富山和子「川は生きている」を読む 第4回 これは川ではない、滝だ

富山さんはこの本を次のように語り始めました。 [引用開始]

むかし、ある外国人は日本の川を見て、驚いて言いました。

「これは川ではない、滝だ」と。Img_0022_edited_edited_edited_2

それほど日本は山が険しく、川は短くて急なのです。雨が降っても、水は洪水となって一気に海へ突っ走り、後はたちまち乾いてしまう暴れ川です。ヨーロッパのライン川やアフリカのナイル川のように、国から国へと悠々と流れていく外国の大河とはまるで性質が違うのです。[引用終了・平仮名を漢字にしてあります]

下のグラフをご覧下さい。各国の主要な河川の勾配が示されています。日本の安倍川は標高800mからわずか10㌔足らずで海に流れ込むのがわかります。たしかにこりゃ「滝」でありますな。

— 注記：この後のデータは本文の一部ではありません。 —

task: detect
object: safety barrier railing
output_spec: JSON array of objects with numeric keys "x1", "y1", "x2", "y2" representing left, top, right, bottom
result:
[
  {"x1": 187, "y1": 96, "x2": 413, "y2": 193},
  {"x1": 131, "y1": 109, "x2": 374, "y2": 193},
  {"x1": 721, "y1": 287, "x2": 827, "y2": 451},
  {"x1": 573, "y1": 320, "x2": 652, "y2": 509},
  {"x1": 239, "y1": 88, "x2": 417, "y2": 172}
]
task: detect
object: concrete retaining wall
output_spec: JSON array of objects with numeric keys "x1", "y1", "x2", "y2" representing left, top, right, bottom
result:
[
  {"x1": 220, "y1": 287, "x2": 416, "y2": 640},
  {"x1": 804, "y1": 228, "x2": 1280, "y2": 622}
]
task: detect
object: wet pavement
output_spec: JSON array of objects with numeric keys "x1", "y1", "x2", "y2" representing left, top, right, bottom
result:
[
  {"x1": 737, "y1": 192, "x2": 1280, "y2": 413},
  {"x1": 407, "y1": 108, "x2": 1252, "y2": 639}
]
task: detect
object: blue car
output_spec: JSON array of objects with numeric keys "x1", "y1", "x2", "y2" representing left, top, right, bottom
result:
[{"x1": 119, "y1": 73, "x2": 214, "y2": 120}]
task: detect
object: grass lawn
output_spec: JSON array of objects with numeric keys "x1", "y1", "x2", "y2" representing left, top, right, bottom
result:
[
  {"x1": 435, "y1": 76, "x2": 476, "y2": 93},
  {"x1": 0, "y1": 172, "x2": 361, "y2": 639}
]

うちのカミさんがコスタリカくんだりまでラフティング(ゴムボートでの河下り)に行ってきましたが、帰国してテレビで日本の河下りを見ていて、「わざわざ、地球の裏側まで行くこたぁなかった」とぼやいていました。

カミさんの愚痴はともかく、日本の典型的な大河である信濃川をみてみましょうか。これも標高800m強から流れだし、約300㌔でストンと海にゴールです。欧州のロアール川は確かに標高はアルプスですから1200mと高いのですが、ゆるやかに落ちて河口まで1000㌔弱かけて下っていきます。東南アジアの最大の河川であるメコン川は、標高わずか100mから流れだし、実にえんえんと1000㌔有余をかけて河口に達しています。いかがでしょうか、日本の川が世界でもいかに特異な存在であることがおわかりいただけましたでしょうか。ま、言ってみれば急峻な山岳にへばりついていて、川が滝のように河口に流れ込むような国なのです、わが国は。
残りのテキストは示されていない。